Gleich mehrere Schwachstellen bedrohen fast jeden Android-User
Gefundene Schwachstellen sind ein klares Zeichen dafür, dass mobile Geräte eine Sicherheitslösung vom Experten brauchen

Von Bernd Ullritz, Head of Mobile Security Business Europe bei Check Point Software Technologies GmbH

Durch mehrere Sicherheitslücken in der Multimedia-Schnittstelle Stagefright sind 95 Prozent aller Android-Nutzer gefährdet. Alle Versionen von 2.2 bis 5.1 sind verwundbar, die Angreifer müssen lediglich eine MMS oder Hangouts-Nachricht auf das Endgerät verschicken. Diese muss nicht einmal vom Anwender geöffnet werden, der Schadcode wird durch die bloße Datenverarbeitung beim Empfang der Nachricht aktiviert. Der Angriff kann so getarnt werden, dass der Nutzer die Ausspähung seines Gerätes gar nicht bemerkt.

Viele Nutzer werden umsonst auf einen Patch von Herstellerseite warten. In der Regel werden nur neuere Versionen aktualisiert und hier dauert es in der Regel, bis entsprechende Updates bereitgestellt werden. Die Schwachstelle wurde bisher nur bei wenigen Geräten geschlossen.
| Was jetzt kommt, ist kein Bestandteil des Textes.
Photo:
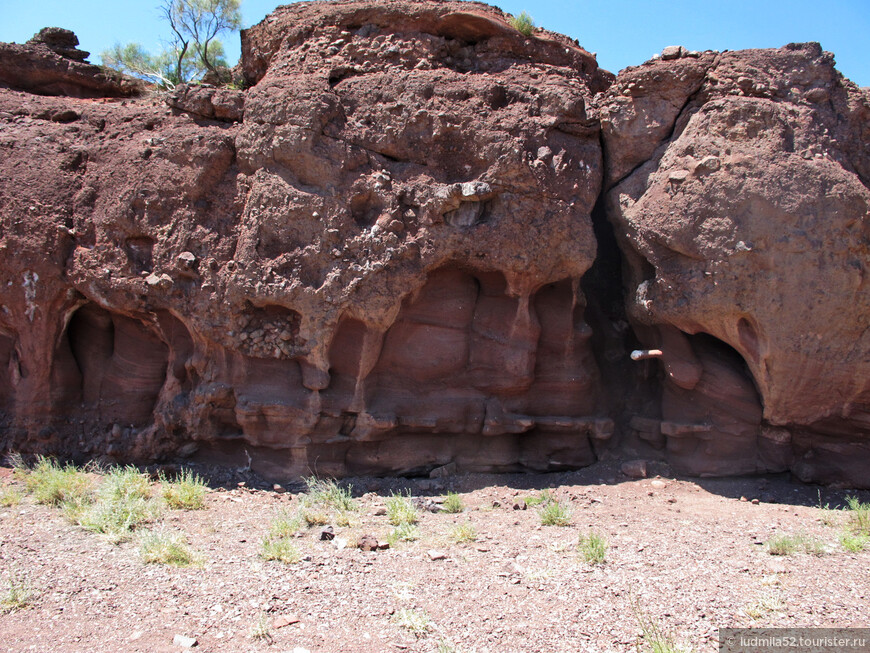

Die Gefahrenlandschaft hat sich geändert und die jetzige Schwachstelle ist nur eine von vielen Sicherheitsrisiken, die die Nutzung von OpenSource-Betriebssystemen mit sich bringt. Offene Quellcodes sind eine Grundlage für den Erfolg und die Beliebtheit von Android. Auf diesem Betriebssystem laufende Mobilgeräte sind in der Geschäftswelt weit verbreitet, gleichzeitig aber auch ein leichtes Ziel für Cyber-Angriffe. Zusätzlich wird die Nutzung von privaten Geräten für Business-Zwecke weiter zunehmen, was die Anzahl der Angriffsvektoren zusätzlich erhöht. Laut dem Check Point Security Report ist die Anzahl mobiler Geräte in 91 Prozent aller Unternehmen weltweit gestiegen. Schockierend dabei ist, dass trotz der vielen Schwachstellen nur 44 Prozent der Organisationen Firmendaten auf Privatgeräten schützen.

BYOD (Bring Your Own Device) hat den Arbeitsalltag verändert, die Angriffstechniken der Cyber-Kriminellen werden immer ausgefeilter. Genau deshalb sind Unternehmen in Gefahr und müssen sich schützen. Klassische MDM (Mobile Device Management)- oder EMM (Enterprise Mobility Management)-Lösungen sind nicht mehr ausreichend, da jedes Devices als Endpunkt im Netzwerk gesehen und gesichert werden muss. Befallene Mobilgeräte tragen ihre Gefahren in Netzwerke und Clouds genauso hinein wie der klassische Laptop. Die Übernahme eines Endgerätes öffnet Cyber-Kriminellen somitTür und Tor zu den Daten einer Organisation.

Moderne Sicherheitslösungen für Mobilgeräte sichern Firmendaten gegen Cyber-Angriffe, indem sie sich zum einen in bestehende Mobile Enablement-Szenarien wie MDM, EMM oder BYOD integrieren und für den Anwender transparent bleiben. Zum anderen müssen sie vor Schwachstellen auf Betriebssystemebene wie der hier aufgedeckten schützen, Malware-Apps erkennen, sowie Unregelmäßigkeiten in der Gerätekommunikation erkennen und blockieren.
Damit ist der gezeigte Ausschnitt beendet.